24. Endocervix, showing squamous metaplasia
Metaplasia of normal columnar (left) to squamous epithelium (right) in a bronchus, shown (A) schematically and (B) histologically

25. Dysplasia can be defined as the presence of neoplastic epithelium that is confined within the basement membrane of the gland within which it arises
Squamous epithelium of the uterine cervix, showing criteria used for grading dysplasia (cervical intraepithelial neoplasia). The maturation defect, the nuclear:cytoplasmic ratio, and the nuclear chromatin abnormalities progressively increase as the grade of dysplasia increases. Note that infiltration of the neoplastic cells through the basement membrane distinguishes invasive carcinoma from dysplasia and carcinoma in situ

26. Diagnosis of Dysplasia
Gross Examination
Many cases gross examination of the mucosa shows no abnormality.
Dysplasia can sometimes be identified through special examination techniques (eg, colposcopy for cervical dysplasia, fluorescent bronchoscopy for bronchial dysplasia) .
The Schiller test for cervical dysplasia :when the cervix is painted with iodine solution, normal squamous epithelium turns brown owing to its glycogen content; dysplastic epithelium remains unstained.
Microscopic Examination
The nuclear and cytoplasmic features of dysplastic tissue provides evidence for both diagnosis of dysplasia

27. Nuclear Abnormalities :Dysplasia is characterized by increased size of the nucleus, increased nuclear:cytoplasmic ratio; increased chromatin content (hyperchromatism); abnormal chromatin distribution (coarse clumping); and nuclear membrane irregularities such as thickening and wrinkling.
Cytoplasmic Abnormalities :result from failure of normal differentiation, eg, lack of keratinization in squamous cells and lack of mucin in glandular epithelium.
Increased Rate of Cell Multiplication : characterized by the presence of mitotic figures in many layers of the epithelium. Individual mitoses are morphologically normal in dysplasia.
Disordered Maturation
Significance of Dysplasia
Epithelial dysplasia is a premalignant lesion, associated with an increased risk of development of cancer.

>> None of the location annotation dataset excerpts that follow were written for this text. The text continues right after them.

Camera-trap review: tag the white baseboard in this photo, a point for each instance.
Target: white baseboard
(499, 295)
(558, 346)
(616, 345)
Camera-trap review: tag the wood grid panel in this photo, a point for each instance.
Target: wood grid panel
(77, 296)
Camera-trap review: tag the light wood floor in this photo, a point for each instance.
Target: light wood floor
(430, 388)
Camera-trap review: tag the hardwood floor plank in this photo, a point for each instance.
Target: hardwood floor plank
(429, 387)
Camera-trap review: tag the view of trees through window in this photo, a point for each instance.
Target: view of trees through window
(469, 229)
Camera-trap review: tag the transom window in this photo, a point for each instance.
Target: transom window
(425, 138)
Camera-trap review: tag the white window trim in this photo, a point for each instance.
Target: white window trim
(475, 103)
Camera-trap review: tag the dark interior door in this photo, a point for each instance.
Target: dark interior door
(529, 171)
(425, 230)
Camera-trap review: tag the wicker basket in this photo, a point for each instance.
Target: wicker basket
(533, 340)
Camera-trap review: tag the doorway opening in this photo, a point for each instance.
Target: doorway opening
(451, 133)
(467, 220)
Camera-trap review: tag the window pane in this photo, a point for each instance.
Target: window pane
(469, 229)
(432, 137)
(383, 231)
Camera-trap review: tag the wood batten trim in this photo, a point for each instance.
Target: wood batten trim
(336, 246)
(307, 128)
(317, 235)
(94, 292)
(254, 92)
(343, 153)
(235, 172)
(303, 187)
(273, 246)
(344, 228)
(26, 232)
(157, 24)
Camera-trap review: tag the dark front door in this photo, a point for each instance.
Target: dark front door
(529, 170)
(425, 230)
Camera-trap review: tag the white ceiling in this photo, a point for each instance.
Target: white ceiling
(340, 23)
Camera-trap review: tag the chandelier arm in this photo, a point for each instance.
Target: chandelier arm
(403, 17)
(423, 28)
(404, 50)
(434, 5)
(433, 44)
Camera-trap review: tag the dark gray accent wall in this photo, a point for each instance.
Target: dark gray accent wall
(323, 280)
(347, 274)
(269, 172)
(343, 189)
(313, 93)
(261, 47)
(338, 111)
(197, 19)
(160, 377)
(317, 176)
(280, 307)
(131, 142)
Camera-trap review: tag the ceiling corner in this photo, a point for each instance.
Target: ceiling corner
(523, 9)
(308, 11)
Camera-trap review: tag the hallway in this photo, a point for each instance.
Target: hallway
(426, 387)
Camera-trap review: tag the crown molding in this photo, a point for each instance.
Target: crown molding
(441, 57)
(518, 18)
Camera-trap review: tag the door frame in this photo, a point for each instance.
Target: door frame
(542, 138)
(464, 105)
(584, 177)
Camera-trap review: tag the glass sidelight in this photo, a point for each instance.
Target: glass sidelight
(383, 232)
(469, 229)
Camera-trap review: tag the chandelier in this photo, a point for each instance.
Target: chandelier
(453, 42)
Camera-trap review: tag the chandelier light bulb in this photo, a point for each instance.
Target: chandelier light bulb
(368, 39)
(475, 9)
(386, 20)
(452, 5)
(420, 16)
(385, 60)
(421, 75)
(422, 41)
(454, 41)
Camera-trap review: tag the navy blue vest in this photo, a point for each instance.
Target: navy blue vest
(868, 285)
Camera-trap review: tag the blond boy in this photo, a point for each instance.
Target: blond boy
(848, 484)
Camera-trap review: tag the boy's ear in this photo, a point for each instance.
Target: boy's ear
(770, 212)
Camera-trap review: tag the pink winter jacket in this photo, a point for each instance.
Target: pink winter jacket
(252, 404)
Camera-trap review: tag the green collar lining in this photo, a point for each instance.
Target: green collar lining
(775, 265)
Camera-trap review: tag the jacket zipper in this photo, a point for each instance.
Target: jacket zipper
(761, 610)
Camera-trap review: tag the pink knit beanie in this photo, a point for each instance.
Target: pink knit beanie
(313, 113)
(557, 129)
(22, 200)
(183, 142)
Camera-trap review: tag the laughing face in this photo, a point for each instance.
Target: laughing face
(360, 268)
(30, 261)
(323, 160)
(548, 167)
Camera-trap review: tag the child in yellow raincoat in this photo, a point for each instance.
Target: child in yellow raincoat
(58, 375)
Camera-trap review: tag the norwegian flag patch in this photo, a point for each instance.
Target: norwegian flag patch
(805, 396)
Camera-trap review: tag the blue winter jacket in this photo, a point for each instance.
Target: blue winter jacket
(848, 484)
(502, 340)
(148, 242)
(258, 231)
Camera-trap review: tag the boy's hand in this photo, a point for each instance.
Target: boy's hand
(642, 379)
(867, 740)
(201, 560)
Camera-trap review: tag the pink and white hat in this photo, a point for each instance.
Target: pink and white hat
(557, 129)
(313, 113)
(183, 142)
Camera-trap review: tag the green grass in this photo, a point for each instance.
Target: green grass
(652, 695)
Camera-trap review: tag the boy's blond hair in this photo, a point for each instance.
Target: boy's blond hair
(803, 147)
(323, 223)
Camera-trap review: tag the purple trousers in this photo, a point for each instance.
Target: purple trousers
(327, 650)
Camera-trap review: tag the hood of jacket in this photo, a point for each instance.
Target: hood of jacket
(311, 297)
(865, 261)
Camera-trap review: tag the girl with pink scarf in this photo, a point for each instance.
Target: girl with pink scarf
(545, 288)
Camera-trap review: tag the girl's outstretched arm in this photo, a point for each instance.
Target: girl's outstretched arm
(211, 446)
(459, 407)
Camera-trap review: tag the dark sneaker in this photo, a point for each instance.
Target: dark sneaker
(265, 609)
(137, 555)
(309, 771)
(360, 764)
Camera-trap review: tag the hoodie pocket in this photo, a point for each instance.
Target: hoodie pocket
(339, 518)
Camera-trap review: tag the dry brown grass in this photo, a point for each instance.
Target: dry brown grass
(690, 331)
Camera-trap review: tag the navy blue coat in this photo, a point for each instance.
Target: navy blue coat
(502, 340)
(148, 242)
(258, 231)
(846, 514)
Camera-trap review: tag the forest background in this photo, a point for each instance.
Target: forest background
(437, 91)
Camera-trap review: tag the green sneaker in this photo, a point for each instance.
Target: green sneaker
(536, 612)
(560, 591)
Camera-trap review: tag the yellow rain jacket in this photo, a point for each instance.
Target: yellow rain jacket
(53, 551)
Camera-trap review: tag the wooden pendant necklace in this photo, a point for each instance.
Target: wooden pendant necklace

28. Differences between Dysplasia & Neoplasia
Lack of Invasiveness :
Does not invade the basement membrane
Complete removal of the dysplastic area is therefore curative.
Cancer, in contrast, invades the basement membrane and spreads from the local (primary) site via lymphatics and blood vessels, so that excision of the primary site may not be curative.
Reversibility
Dysplastic tissue may sometimes spontaneously return to normal—unlike cancer, which is an irreversible process.
Severe dysplasia may be irreversible.